PyPrimer was written in Python3 and requires the following input files to function:
- table_OGs_protein_names.txt - Orthologous groups inferred using Broccoli (Derelle et al., 2020)
- GCF_021901455.1_iyNeoLeco1.1_feature_table.txt - NCBI feature tables in tab delimited format
- GCF_021901455.1_iyNeoLeco1.1_genomic.gff - NCBI GFF files
PyPrimer can optionally filter orthogroup candidates using genome wide FST population data for focal species. The original implementation focused on intron variation between N. lecontei and N. pinetum using data from Glover et al. (2024).

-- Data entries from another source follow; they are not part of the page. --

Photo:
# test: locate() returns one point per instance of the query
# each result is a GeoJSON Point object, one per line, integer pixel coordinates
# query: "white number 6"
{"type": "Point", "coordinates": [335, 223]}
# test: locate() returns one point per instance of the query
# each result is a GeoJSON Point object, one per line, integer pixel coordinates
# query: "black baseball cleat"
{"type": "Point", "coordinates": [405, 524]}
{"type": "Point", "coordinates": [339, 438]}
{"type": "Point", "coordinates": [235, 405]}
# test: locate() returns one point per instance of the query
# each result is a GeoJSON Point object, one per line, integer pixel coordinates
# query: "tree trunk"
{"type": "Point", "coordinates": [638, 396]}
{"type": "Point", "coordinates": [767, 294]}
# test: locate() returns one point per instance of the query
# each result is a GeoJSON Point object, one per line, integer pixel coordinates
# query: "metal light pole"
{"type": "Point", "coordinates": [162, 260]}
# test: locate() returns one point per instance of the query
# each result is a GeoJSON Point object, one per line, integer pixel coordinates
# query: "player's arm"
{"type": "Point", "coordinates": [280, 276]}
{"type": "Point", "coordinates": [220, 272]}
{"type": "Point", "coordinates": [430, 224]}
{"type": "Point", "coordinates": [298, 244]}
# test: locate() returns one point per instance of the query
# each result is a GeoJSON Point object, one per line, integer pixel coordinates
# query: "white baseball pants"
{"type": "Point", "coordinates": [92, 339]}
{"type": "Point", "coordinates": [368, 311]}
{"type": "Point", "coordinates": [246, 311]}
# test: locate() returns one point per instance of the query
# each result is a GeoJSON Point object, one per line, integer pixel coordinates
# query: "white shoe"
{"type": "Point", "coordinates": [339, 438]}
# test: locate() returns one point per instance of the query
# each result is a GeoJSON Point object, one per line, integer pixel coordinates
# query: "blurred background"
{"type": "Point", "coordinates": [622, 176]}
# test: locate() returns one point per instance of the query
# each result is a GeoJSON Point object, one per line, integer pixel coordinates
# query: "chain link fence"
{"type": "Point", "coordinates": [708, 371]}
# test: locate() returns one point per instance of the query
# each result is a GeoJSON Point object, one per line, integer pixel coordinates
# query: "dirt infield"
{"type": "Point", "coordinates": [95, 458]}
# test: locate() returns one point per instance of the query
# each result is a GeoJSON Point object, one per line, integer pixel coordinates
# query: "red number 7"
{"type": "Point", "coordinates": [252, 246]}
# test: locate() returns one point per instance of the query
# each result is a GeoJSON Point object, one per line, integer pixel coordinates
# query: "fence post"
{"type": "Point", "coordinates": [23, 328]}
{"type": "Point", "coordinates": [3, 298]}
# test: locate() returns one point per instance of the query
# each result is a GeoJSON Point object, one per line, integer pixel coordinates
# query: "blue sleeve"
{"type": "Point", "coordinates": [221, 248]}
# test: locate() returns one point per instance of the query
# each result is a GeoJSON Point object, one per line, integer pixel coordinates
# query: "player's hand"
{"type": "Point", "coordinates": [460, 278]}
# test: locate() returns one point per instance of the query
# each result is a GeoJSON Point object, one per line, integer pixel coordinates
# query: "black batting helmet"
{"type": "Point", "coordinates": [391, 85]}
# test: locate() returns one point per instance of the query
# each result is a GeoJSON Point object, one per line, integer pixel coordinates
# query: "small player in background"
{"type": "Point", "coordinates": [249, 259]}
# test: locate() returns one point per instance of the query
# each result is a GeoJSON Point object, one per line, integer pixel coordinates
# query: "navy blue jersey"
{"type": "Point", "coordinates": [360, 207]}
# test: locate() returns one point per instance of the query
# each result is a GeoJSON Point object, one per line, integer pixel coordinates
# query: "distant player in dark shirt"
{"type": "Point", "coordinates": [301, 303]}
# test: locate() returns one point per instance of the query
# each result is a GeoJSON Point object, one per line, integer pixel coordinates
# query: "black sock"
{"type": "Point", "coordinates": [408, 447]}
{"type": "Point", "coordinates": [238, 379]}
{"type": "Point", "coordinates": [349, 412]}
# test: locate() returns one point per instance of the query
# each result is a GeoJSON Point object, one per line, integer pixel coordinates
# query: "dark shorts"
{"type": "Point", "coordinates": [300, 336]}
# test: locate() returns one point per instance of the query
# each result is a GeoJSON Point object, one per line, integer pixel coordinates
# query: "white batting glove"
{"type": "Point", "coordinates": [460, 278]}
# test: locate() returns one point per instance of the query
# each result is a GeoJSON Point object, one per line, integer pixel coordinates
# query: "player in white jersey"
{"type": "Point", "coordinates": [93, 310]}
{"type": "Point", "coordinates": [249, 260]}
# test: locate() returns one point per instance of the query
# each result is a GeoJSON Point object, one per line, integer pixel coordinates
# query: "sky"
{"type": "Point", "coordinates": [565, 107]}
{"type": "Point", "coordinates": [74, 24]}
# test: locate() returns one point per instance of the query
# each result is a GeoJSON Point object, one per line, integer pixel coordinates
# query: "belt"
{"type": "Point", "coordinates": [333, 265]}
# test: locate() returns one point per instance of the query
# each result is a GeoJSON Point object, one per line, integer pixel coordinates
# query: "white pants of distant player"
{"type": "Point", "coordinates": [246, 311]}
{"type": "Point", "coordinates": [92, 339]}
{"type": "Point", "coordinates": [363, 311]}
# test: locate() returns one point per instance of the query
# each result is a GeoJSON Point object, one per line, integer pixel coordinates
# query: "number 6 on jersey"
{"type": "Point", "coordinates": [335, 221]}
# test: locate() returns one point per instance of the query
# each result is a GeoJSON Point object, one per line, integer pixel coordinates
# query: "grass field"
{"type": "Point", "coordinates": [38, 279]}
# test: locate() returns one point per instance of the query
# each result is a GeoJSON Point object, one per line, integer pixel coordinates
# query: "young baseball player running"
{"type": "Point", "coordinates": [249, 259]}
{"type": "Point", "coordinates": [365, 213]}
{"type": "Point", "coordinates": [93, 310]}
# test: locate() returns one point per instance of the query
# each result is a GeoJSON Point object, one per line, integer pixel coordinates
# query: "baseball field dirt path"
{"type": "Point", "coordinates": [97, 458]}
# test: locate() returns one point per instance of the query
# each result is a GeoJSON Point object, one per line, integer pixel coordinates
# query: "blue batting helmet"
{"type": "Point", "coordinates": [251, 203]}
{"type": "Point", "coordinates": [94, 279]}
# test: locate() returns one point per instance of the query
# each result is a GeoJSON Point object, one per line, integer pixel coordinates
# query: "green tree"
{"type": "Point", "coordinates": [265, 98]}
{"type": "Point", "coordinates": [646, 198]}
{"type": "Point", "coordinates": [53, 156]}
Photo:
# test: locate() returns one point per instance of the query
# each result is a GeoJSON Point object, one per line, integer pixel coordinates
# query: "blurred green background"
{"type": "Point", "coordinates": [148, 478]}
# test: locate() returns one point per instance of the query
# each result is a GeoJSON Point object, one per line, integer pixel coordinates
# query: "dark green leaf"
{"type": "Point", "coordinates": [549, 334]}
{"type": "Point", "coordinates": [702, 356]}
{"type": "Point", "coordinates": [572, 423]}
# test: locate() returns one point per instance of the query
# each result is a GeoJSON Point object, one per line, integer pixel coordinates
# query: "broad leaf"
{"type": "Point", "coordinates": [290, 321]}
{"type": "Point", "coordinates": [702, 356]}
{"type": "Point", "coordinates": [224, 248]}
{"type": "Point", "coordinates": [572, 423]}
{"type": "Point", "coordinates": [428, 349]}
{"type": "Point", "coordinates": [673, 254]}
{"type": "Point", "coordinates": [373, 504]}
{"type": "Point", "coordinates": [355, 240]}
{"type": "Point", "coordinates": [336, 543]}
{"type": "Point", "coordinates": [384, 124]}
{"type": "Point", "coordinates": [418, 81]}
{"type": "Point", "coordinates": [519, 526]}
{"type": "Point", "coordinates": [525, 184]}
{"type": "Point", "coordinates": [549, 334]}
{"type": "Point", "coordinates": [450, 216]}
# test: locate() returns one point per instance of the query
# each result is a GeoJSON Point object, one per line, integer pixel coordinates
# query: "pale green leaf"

PyPrimer can be run using file in the example_file directory. Feature tables and GFF files will need to be downloaded from the NCBI ftp servers for each species.
While the methodology is applicable across systems, the code itself has been written specifically to five Diprionidae reference genomes. Analyzing an equal number of species can be done simply through modification of file paths, but less than or greater than five will require editing control flow in the following functions: longest, OG_isoform_filter, OG_fst_filter, pairwise_intron, OG_intron, and intron_output. See annotation in PyPrimer.py for more information.
References
-
Derelle, Romain, Hervé Philippe, and John K. Colbourne. "Broccoli: combining phylogenetic and network analyses for orthology assignment." Molecular Biology and Evolution 37.11 (2020): 3389-3396.
-
Glover, Ashleigh N., et al. "Recurrent selection shapes the genomic landscape of differentiation between a pair of host‐specialized haplodiploids that diverged with gene flow" Molecular Ecology 33.18 (2024): e17509.